# 105k for family of 5



## Quinners (Feb 22, 2016)

Hi lads would 105k a year salary between me and my wife give us a good life style in western suburbs of Sydney (Parramatta area) we have 3 kids 8, 7 and 3 I would be on a 457 visa so I no finding a school that takes kids on a 457 visa may be difficult but main thing is would this yearly salary be OK to live on


----------



## JandE (Jul 17, 2015)

Quinners said:


> we have 3 kids 8, 7 and 3 I would be on a 457 visa so I no finding a school that takes kids on a 457 visa may be difficult but main thing is would this yearly salary be OK to live on


Schools will take kids on 457 visa, but the 2016 NSW cost is $5,000 per year per child for State schools.


----------



## JandE (Jul 17, 2015)

Your housing cost will be the main factor in affordability. What type of property are you looking at?
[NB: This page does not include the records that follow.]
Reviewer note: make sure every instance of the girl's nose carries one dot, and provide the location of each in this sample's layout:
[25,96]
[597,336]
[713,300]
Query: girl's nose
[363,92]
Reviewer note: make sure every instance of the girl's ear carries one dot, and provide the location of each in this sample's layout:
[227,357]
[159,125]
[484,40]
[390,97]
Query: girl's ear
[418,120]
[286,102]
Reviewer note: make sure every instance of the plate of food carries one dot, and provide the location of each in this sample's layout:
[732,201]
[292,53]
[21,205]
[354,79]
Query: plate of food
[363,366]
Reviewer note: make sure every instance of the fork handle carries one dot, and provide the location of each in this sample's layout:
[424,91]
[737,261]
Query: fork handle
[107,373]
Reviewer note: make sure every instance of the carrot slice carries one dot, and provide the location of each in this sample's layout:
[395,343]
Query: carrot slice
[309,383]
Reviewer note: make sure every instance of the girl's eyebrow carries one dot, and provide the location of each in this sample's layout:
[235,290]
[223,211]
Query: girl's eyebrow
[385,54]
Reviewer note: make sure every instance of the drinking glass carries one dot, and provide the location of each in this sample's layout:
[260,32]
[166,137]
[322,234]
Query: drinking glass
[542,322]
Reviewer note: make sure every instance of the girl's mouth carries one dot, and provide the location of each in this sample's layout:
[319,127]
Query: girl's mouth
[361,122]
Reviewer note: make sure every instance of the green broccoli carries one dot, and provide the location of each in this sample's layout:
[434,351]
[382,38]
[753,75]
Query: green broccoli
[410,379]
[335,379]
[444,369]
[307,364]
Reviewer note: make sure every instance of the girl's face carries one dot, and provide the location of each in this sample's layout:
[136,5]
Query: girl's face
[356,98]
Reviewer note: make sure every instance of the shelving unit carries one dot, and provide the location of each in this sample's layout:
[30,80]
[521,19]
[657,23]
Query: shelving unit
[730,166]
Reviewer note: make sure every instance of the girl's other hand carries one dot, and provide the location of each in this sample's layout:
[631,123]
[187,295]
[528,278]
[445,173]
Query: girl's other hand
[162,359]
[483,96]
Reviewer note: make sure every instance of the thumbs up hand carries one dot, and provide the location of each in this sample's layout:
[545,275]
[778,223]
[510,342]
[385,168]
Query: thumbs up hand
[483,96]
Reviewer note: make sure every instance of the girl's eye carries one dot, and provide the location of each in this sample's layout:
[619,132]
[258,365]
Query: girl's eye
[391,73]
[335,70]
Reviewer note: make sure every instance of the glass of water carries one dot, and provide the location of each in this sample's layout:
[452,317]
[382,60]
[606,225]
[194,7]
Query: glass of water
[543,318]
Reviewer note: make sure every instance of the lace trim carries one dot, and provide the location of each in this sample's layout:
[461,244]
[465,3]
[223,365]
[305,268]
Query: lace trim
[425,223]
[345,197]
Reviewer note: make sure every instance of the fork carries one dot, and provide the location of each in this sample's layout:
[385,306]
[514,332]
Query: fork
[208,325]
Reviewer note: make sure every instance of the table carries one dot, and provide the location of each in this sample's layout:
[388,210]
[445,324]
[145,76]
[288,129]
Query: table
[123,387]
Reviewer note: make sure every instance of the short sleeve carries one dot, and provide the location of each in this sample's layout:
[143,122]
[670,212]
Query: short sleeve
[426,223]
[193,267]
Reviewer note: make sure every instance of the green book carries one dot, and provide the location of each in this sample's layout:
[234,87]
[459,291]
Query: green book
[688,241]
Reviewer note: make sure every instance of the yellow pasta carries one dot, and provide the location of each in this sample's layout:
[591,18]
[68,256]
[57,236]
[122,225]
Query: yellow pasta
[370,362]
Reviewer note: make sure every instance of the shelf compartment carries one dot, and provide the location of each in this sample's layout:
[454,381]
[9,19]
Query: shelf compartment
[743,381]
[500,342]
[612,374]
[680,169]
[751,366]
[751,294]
Renting or buying etc


----------



## Quinners (Feb 22, 2016)

I've checked out the price of schooling an can deal with that house wise be renting a 3 bedroom house be fine for us as the two boys like sharing room


----------



## Quinners (Feb 22, 2016)

And any information on tax I'd be making 80k annually an wife around 25k so what will the tax be on this with 457 visa will there be any differents as we have 3 kids


----------



## Quinners (Feb 22, 2016)

Any more info you be greatly appreciated lads


----------



## JandE (Jul 17, 2015)

Quinners said:


> And any information on tax I'd be making 80k annually an wife around 25k so what will the tax be on this with 457 visa will there be any differents as we have 3 kids


Out of that $80,000 you would keep about $61,000

Gross Monthly Earnings:	$6,667.00
Net Pay:	$5,068.00

Gross Monthly Earnings:	$2,083.00
Net Pay:	$1,940.00


----------



## Quinners (Feb 22, 2016)

Thanks for that info JandE


----------